To invoke the endpoint with a singular payload you can use the same ".predict" built-in method as you would with Real-Time Inference.

# singular invocation

payload = "What is the capitol of the United States?"
input_data = {
    "inputs": payload,
    "parameters": {
        "early_stopping": True,
        "length_penalty": 2.0,
        "max_new_tokens": 50,
        "temperature": 1,
        "min_length": 10,
        "no_repeat_ngram_size": 3,
        },
}
predictor.predict(input_data)

If we want to scale Asynchronous Inference for realistic use-cases however, we will want to invoke the endpoint with data from S3. The idea with Asynchronous Inference is you can have multiple requests stored within your input S3 bucket and the invocation will return a corresponding S3 output file with the result for each data point. Note once again that this is different from Batch Transform where the entire dataset is processed and there is no endpoint to invoke on demand.

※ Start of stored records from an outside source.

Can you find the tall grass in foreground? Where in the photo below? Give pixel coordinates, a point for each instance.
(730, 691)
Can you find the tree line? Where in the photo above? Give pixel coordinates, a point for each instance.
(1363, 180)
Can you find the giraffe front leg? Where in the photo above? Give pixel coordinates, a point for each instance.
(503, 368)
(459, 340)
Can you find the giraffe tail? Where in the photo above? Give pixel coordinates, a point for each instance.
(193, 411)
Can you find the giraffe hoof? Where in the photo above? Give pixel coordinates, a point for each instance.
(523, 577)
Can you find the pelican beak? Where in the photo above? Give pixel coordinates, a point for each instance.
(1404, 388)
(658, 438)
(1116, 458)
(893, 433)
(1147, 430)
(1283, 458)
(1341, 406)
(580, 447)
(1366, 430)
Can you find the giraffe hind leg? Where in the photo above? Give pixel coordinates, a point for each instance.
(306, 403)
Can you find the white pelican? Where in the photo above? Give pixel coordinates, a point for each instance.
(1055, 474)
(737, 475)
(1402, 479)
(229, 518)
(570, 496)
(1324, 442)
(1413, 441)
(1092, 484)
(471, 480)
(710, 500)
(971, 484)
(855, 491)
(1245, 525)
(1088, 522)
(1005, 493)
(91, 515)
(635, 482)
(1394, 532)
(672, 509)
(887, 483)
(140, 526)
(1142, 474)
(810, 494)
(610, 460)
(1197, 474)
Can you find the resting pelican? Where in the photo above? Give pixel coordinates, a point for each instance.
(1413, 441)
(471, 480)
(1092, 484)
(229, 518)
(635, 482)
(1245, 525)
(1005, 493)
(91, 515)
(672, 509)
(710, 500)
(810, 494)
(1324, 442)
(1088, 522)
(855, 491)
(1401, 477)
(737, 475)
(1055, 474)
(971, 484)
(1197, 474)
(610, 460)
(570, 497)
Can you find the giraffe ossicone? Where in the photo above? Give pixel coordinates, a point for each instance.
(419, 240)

Here we create an artificial dataset with the same datapoint and push it to S3 for the sake of this demo. The following code will create a local directory with your input files:

import json
import os

output_directory = 'inputs'
os.makedirs(output_directory, exist_ok=True)

for i in range(1, 20):
    json_data = [input_data.copy()]

    file_path = os.path.join(output_directory, f'input_{i}.jsonl')
    with open(file_path, 'w') as input_file:
        for line in json_data:
            json.dump(line, input_file)
            input_file.write('n')

We use the already provided utility function in the intro notebook to upload these local files to S3 for inference.

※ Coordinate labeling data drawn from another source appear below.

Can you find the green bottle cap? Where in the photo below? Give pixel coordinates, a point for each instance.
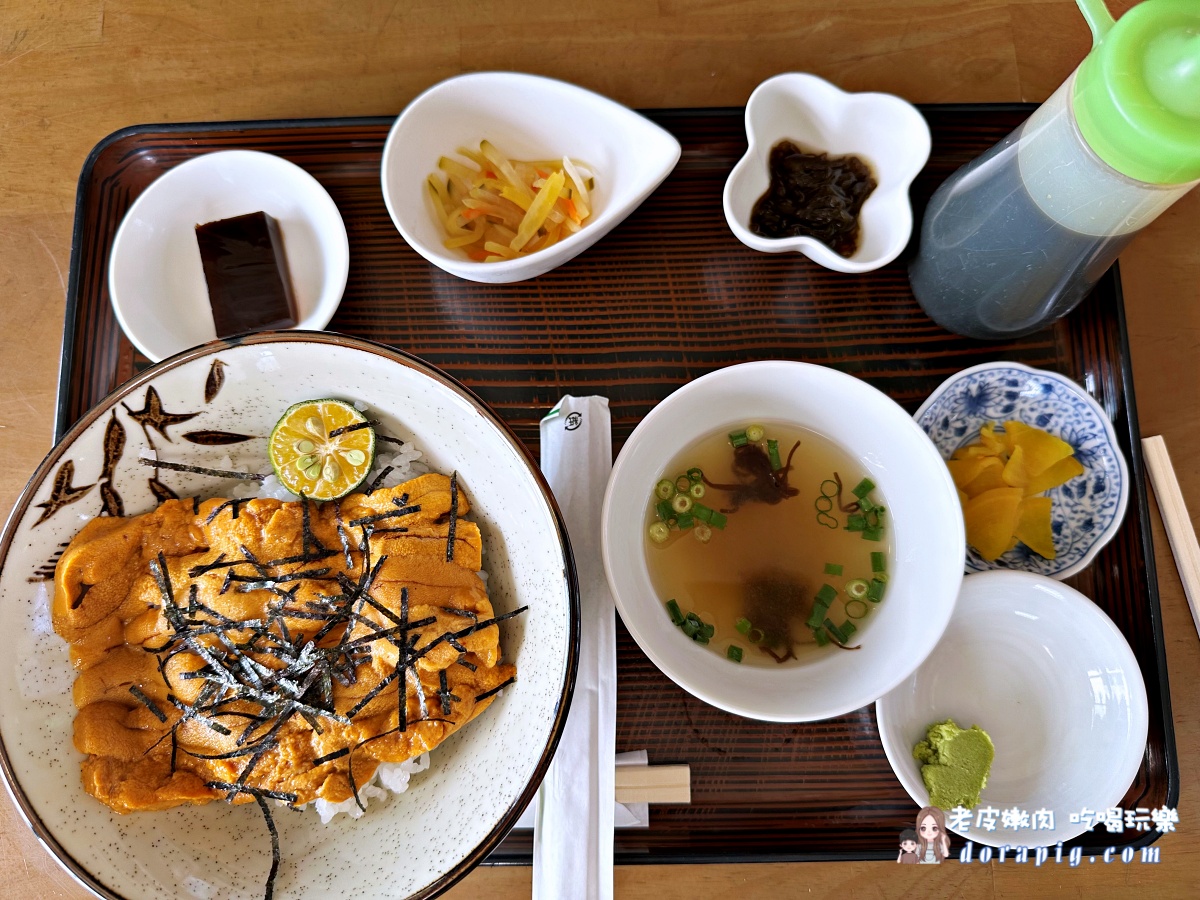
(1137, 95)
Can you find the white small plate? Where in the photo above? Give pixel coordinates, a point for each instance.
(155, 277)
(527, 118)
(1051, 679)
(882, 130)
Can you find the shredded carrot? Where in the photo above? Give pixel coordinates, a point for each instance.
(497, 208)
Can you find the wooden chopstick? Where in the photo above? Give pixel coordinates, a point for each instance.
(653, 784)
(1180, 532)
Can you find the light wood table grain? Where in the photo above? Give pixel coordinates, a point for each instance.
(72, 71)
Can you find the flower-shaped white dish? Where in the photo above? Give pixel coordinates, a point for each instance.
(1054, 683)
(1087, 510)
(155, 277)
(478, 781)
(526, 118)
(924, 532)
(882, 130)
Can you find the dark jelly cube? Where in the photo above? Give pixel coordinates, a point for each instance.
(247, 275)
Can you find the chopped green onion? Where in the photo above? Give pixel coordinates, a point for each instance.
(676, 612)
(834, 631)
(681, 503)
(863, 487)
(777, 462)
(857, 588)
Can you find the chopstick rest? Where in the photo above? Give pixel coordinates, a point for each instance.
(1180, 533)
(653, 784)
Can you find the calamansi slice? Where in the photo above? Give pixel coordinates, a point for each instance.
(322, 449)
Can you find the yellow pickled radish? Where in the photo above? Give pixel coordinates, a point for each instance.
(1033, 526)
(322, 449)
(991, 519)
(999, 479)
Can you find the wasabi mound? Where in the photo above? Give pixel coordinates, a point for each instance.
(955, 763)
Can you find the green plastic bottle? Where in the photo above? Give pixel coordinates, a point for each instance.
(1017, 238)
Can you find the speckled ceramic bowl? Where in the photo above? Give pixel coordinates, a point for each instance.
(1089, 509)
(415, 844)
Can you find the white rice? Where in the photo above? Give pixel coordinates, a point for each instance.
(390, 777)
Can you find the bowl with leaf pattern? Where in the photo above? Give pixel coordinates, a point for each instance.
(1089, 509)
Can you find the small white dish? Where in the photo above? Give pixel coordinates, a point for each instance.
(1087, 511)
(155, 276)
(527, 118)
(924, 522)
(478, 781)
(882, 130)
(1051, 679)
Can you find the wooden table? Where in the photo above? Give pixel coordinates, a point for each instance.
(72, 72)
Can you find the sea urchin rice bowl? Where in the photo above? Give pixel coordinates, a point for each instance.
(478, 781)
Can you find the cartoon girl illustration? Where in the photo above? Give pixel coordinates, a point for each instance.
(934, 845)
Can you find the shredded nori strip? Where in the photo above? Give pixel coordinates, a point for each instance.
(199, 469)
(215, 438)
(382, 516)
(148, 703)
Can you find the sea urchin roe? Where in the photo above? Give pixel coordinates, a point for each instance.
(815, 196)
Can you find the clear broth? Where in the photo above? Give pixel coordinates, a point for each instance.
(768, 562)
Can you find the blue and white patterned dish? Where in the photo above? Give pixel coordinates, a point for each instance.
(1090, 508)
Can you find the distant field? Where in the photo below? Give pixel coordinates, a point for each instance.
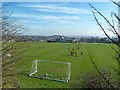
(102, 55)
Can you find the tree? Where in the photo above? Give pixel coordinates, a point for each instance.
(111, 28)
(11, 52)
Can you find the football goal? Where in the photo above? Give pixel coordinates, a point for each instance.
(51, 70)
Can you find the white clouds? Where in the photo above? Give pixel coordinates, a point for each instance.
(47, 18)
(57, 8)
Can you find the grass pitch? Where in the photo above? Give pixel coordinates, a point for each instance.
(102, 54)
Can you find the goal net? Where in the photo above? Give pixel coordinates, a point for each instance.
(51, 70)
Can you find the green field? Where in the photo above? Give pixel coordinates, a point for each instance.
(102, 55)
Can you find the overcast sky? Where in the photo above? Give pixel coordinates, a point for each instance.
(61, 18)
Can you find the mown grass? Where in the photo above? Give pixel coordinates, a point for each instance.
(102, 55)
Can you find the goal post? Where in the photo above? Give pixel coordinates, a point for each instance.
(51, 70)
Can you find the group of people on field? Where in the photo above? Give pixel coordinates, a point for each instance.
(73, 51)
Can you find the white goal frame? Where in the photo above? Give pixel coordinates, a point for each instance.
(34, 70)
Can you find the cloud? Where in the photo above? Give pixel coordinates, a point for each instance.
(57, 8)
(46, 18)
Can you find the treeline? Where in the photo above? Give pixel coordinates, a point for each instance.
(26, 38)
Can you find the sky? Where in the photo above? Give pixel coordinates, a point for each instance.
(61, 18)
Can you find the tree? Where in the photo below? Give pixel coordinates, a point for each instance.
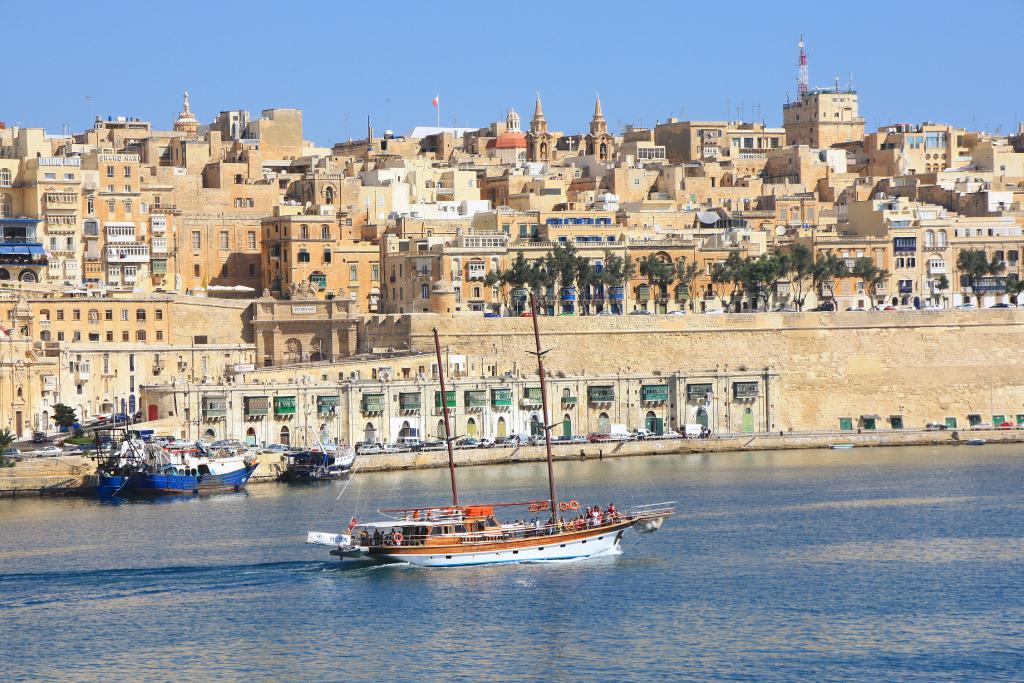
(64, 416)
(6, 438)
(617, 271)
(975, 264)
(941, 285)
(685, 274)
(800, 268)
(659, 273)
(828, 268)
(870, 273)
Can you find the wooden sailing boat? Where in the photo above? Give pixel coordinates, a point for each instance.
(461, 535)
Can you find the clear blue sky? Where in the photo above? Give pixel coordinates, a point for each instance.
(949, 61)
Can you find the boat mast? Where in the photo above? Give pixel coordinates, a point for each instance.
(544, 402)
(448, 424)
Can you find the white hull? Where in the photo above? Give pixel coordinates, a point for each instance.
(605, 544)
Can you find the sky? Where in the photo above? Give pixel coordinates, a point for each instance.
(341, 61)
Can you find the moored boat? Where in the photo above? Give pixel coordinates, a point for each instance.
(466, 535)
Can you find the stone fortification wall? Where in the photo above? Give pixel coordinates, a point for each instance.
(923, 365)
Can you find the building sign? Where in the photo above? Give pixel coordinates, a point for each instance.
(744, 389)
(120, 158)
(697, 391)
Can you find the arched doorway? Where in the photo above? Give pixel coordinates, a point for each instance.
(748, 420)
(652, 423)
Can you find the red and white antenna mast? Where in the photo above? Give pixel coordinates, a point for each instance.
(802, 79)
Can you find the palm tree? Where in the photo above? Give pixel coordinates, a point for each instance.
(685, 274)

def upload_file(input_location):
    prefix = f"{bucket_prefix}/input"
    return sagemaker_session.upload_data(
        input_location,
        bucket=default_bucket,
        key_prefix=prefix,
        extra_args={"ContentType": "application/json"} #make sure to specify
    )

sample_data_point = upload_file("inputs/input_1.jsonl")
print(f"Sample data point uploaded: {sample_data_point}")

We can then run a sample inference on this S3 path with the "invoke_endpoint_async" API call via the Boto3 SDK.

import boto3
runtime = boto3.client("sagemaker-runtime")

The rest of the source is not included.